By Anna Tong, Aditya Soni and Deborah Mary Sophia

(Reuters) -Major tech companies including Microsoft and Meta are stepping up spending to build AI data centers to meet massive demand, but Wall Street is hungry for a quicker payday than the billions of dollars invested.

Microsoft and Meta said Wednesday that capital expenses have increased due to investments in artificial intelligence. Alphabet also said Tuesday that those expenses will remain high.

Amazon, which will announce the results on Thursday, is likely to repeat these predictions.

Intensive capital expenditures could threaten these companies’ high margins, and the pressure on profitability is likely to spook investors.

Big Tech shares fell in premarket trading Thursday; This has highlighted the challenges companies face as they try to balance their ambitious AI pursuits with the need to reassure investors that they are focused on short-term results.

Despite the highest profit and revenue expectations for the July-September period, shares of Meta and Microsoft fell 4%. Amazon also fell 1.4%.

“AI technology is expensive to run. It’s expensive to get capacity,” said GlobalData analyst Beatriz Valle.

“It has become a competitive race among big technology companies to build capacity. It will take time to see returns, to see widespread adoption of the technology.”

Microsoft’s capital spending in a single quarter is more than its annual spending through fiscal 2020, according to Visible Alpha. Meta’s spending is a quarter of what they spent in a year until 2017.

Microsoft said capital spending rose 5.3% to $20 billion in the first fiscal quarter and predicted AI spending would increase in the second fiscal quarter.

But it warned that growth at Azure, its main cloud business, would likely slow and blamed capacity constraints at data centres.

“I think what investors are missing is that Microsoft overinvesting year after year — like this year — creates a full percentage point drag on margins for the next six years,” said Gil Luria, DA’s head of technology research.
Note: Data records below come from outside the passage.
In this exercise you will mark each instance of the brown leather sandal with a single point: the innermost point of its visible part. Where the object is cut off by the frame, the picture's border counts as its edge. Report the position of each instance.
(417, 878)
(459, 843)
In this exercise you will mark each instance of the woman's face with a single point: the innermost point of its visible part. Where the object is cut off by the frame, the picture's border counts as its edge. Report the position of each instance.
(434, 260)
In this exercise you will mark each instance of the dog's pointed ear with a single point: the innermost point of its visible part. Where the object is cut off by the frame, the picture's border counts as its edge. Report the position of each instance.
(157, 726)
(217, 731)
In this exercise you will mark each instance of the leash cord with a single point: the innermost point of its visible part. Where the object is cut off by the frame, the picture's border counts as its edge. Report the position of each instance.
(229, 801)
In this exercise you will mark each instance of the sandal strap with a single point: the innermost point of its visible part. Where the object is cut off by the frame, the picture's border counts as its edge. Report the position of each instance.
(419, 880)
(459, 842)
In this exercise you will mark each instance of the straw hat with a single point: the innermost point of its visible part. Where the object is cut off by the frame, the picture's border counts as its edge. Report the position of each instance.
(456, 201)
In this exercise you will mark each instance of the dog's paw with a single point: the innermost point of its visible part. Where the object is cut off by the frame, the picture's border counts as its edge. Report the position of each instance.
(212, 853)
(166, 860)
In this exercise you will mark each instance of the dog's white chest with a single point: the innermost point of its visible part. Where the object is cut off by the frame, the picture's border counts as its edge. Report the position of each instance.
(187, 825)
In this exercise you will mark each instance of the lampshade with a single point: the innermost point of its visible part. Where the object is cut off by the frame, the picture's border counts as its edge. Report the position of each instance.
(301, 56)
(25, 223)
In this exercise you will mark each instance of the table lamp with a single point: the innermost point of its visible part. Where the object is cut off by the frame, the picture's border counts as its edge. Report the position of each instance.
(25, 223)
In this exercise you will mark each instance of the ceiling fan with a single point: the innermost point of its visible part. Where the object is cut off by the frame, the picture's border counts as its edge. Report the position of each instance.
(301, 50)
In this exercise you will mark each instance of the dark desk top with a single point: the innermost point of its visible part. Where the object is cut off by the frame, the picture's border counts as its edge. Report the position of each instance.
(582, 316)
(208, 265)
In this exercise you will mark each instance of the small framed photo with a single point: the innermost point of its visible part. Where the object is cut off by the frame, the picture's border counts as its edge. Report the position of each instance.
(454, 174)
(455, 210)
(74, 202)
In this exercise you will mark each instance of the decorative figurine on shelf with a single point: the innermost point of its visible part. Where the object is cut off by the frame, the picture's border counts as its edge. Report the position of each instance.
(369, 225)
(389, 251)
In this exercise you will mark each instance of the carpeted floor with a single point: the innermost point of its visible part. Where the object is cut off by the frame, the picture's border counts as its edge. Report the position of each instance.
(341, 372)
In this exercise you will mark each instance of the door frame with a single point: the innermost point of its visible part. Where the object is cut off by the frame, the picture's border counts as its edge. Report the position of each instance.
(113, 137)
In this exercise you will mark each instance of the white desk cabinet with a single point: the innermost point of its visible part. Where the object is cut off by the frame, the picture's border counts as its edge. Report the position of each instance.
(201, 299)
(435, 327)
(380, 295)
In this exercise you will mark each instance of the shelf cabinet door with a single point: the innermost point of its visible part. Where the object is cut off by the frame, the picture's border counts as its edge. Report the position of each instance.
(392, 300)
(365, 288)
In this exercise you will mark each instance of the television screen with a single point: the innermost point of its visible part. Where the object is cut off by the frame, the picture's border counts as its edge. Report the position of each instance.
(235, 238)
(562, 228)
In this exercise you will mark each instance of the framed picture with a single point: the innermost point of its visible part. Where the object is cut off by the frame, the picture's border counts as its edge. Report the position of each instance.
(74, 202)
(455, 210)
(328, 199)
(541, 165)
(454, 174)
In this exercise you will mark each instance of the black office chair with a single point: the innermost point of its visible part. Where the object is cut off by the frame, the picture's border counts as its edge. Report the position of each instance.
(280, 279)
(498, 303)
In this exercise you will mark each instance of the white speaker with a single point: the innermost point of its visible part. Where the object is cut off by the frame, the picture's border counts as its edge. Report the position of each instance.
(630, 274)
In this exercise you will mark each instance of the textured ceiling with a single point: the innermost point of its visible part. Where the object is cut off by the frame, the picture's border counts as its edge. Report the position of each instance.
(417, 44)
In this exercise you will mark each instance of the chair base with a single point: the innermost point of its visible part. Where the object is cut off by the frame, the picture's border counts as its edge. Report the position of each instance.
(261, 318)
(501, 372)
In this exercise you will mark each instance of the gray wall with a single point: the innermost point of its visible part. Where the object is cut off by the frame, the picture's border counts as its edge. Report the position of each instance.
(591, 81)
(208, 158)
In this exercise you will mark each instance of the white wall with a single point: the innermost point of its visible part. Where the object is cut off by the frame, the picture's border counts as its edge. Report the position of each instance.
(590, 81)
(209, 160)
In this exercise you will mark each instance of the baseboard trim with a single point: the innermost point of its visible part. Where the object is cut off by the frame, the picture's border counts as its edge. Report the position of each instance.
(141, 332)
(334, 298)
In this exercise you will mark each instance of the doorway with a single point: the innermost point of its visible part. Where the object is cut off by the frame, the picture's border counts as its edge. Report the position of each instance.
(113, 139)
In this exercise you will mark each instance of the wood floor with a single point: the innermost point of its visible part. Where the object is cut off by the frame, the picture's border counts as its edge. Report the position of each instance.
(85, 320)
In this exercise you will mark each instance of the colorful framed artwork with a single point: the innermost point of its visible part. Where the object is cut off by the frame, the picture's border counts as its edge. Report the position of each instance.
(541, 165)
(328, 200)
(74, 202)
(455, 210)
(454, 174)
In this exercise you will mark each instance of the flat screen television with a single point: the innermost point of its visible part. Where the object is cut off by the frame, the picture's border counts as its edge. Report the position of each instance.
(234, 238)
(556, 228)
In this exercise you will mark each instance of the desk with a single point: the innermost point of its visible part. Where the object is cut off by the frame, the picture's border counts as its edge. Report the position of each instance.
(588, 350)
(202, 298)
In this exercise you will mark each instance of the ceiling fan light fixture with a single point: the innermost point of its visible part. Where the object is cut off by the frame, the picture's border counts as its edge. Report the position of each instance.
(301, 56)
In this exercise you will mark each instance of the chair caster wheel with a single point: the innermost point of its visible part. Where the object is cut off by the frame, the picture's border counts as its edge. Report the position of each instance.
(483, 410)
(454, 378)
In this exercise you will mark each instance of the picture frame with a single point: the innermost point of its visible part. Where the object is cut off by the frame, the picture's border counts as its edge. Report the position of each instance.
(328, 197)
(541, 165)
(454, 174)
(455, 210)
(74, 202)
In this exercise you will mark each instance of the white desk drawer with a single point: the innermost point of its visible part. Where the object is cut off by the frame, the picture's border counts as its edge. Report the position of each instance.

Davidson.

Meanwhile, Meta warned that there will be a “significant acceleration” in AI-related infrastructure spending next year.

BOTTLENECKS PREVENT GROWTH

Capacity constraints are rippling through the tech industry.

Chipmakers, including AI powerhouse Nvidia, are struggling to keep up, making it difficult for cloud companies to build capacity.

Announcing results earlier this week, Advanced Micro Devices said demand for AI chips was growing much faster than supply, limiting its ability to capitalize on the order surge. He warned that the supply of artificial intelligence chips will be limited going into next year.

Despite the concerns, Meta and Microsoft said it is still very early in the AI ​​cycle and emphasized the long-term potential of AI.

The investments are reminiscent of a time when Big Tech built its cloud businesses and expected customers to adopt the technology.

“Building the infrastructure may not be something investors want to hear about in the near term, but I think the opportunities here are really big,” Meta CEO Mark Zuckerberg said on Wednesday’s earnings call. “We will continue to invest significantly in this.”